Wrapping the frame rail is an idea I hadn't thought of.  But I have to agree it would be much stronger.  BTW - besides plug welds the side plates and lower stiffeners get peripheral welds and the lower stiffener plates also get bolted.  If the rail is a standard width I may be able to find rectangular tubing that may fit if I cut off one of the short legs.  Back to the drawing board.


----------



## xalky (Nov 13, 2013)

TomS said:


> I love this forum!!!  Ask a question and you get tons of positive feedback.
> 
> Wrapping the frame rail is an idea I hadn't thought of.  But I have to agree it would be much stronger.  BTW - besides plug welds the side plates and lower stiffeners get peripheral welds and the lower stiffener plates also get bolted.  If the rail is a standard width I may be able to find rectangular tubing that may fit if I cut off one of the short legs.  Back to the drawing board.


I didn't realize it was getting peripheral welds too.  Side plates...where? On the other side of the frame rail? Why not just rework the brackets you got? Weld some vertical plates to it so as to wrap the frame rail. Well in any case, I think i got your thought juices flowing, I think you'll figure it out. The whole point is to make it rock solid so that there,s no doubt in your mind that it can take some abuse. Like I said earlier, you don't want to find out what it's like to rip the rearend out of your car, or worse, at freeway speeds!


Marcel


----------



## TomS (Nov 13, 2013)

xalky said:


> I didn't realize it was getting peripheral welds too.  Side plates...where? On the other side of the frame rail? Why not just rework the brackets you got? Weld some vertical plates to it so as to wrap the frame rail. Well in any case, I think i got your thought juices flowing, I think you'll figure it out. The whole point is to make it rock solid so that there,s no doubt in your mind that it can take some abuse.
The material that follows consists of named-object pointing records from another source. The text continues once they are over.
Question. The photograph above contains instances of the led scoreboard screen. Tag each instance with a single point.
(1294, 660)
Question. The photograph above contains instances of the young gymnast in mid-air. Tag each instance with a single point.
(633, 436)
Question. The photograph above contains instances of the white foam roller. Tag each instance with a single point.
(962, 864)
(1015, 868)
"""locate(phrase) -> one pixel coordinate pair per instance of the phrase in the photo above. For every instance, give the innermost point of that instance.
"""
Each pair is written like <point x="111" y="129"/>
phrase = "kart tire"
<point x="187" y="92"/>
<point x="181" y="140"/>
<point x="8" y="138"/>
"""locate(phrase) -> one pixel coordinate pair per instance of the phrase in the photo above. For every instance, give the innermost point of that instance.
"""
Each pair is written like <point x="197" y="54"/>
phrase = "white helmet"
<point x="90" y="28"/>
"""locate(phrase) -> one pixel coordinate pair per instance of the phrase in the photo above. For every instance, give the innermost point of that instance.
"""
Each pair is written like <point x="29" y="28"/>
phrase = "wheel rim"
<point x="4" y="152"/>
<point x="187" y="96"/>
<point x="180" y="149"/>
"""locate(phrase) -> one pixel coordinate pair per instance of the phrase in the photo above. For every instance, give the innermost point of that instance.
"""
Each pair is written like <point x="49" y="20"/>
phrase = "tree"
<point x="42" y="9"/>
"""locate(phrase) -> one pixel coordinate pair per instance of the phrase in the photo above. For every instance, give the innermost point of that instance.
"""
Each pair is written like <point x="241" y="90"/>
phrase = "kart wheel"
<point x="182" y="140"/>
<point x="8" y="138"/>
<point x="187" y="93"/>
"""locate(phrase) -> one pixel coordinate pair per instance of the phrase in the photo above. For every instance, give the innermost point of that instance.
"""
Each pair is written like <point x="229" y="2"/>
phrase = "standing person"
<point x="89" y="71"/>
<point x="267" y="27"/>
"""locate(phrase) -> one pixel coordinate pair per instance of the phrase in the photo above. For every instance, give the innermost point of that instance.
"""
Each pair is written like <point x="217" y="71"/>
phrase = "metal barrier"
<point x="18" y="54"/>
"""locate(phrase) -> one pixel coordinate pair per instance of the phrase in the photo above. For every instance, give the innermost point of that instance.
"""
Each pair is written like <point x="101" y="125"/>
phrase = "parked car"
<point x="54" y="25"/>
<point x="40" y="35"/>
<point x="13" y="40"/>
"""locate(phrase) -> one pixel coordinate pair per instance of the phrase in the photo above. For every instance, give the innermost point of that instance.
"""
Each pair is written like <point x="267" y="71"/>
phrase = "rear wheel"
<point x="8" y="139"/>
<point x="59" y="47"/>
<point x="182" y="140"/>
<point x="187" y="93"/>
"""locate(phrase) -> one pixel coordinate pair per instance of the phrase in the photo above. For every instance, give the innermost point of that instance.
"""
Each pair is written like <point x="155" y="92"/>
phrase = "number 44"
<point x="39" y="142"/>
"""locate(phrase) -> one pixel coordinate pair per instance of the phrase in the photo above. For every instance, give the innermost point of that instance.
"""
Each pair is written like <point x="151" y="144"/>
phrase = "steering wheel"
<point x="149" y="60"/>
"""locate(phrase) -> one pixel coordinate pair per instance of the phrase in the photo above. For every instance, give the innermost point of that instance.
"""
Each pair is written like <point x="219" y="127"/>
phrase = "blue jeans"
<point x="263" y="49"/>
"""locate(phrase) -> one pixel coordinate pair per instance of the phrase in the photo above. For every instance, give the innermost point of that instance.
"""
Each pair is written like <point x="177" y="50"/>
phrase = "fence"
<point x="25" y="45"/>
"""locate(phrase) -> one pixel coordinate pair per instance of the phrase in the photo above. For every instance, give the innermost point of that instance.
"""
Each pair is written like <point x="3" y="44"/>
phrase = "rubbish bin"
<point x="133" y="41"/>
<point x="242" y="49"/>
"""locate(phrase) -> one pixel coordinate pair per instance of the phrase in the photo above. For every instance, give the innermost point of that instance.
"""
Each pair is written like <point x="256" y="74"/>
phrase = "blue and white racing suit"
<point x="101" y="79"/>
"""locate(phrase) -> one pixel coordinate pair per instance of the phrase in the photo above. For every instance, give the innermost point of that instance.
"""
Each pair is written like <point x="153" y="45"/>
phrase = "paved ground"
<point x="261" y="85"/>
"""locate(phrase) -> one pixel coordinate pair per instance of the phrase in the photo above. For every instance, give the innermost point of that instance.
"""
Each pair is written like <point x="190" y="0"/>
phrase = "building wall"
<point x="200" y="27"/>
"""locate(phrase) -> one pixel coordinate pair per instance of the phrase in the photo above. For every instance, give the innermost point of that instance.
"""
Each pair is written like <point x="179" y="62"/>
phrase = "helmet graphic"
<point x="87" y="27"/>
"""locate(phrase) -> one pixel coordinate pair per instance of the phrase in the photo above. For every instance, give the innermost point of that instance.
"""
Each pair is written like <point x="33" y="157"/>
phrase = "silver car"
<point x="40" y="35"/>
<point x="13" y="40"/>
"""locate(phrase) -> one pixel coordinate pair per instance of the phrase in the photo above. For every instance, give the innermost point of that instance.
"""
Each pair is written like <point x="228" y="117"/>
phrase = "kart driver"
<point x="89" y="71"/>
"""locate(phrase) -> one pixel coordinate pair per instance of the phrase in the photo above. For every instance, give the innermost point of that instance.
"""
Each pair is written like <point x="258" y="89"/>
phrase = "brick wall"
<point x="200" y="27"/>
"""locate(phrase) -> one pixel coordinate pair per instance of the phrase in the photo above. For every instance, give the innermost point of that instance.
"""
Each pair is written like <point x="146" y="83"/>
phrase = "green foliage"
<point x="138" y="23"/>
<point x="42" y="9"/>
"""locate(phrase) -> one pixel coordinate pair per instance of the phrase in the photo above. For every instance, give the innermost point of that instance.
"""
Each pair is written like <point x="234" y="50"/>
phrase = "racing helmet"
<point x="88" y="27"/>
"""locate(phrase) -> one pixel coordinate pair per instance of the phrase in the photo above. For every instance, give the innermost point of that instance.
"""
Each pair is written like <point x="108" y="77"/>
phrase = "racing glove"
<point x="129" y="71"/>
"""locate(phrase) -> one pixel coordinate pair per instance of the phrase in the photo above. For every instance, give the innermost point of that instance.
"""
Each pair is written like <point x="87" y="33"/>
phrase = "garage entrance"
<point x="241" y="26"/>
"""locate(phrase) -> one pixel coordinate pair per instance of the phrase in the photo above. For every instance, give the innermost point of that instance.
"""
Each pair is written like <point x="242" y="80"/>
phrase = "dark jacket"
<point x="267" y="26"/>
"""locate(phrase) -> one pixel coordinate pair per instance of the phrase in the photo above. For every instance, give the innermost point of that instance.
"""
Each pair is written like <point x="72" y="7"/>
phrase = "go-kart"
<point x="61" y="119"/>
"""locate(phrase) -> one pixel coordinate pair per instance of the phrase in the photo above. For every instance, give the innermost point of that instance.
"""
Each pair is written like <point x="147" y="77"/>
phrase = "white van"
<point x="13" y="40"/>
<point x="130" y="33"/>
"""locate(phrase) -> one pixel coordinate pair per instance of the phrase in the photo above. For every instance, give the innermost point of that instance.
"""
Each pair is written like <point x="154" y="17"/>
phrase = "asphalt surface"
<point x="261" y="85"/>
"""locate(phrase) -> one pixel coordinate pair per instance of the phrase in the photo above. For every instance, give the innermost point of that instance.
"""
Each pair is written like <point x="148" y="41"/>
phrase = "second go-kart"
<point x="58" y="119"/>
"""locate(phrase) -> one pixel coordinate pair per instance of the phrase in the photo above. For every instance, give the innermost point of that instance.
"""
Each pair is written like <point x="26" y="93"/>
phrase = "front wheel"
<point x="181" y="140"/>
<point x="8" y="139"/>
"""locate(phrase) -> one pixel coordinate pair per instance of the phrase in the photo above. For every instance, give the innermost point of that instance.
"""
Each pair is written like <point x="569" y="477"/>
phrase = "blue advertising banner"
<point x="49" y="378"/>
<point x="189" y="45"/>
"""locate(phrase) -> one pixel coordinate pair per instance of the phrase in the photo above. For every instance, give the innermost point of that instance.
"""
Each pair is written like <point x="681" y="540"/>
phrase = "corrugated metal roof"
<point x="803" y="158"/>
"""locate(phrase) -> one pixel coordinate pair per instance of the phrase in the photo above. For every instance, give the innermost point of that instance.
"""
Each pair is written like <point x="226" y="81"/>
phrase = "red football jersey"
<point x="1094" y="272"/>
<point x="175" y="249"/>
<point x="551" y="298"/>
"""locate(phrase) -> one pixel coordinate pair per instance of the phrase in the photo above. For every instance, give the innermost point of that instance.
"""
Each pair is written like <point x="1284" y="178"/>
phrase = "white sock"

Like I said earlier, you don't want to find out what it's like to rip the rearend out of your car, or worse, at freeway speeds!
> 
> 
> Marcel



Marcel,

For clarification the side plates are the curved pieces in the picture at the top of this thread.  The lower stiffeners are the two short pieces in the picture.  The original plan was to weld the side plates to the inside of the two frame rails.  The lower stiffeners bolt to the bottom of each frame rail with a square U-bolt and get welded to the side plates.

After reading your's and other's comments I've decided to revise the plan.  As I said in my last reply I may look at using rectangular tubing, cutting off one of the short sides and slipping that over the existing frame rails then bolt in place.  Checked with my local steel supplier and they don't have the tubing I need in stock.  The back-up plan is to fabricate the U-channel out of 3/16" flat bar.  So it's back to the steel supplier this afternoon to pick up what I need.  Sandwiching the frame rail between two pieces of 3/16" flat bar and using through bolts should be overkill.  But as you said overkill is better than leaving the rearend laying in the road.

As I move forward I'll post more pictures.

Tom S


----------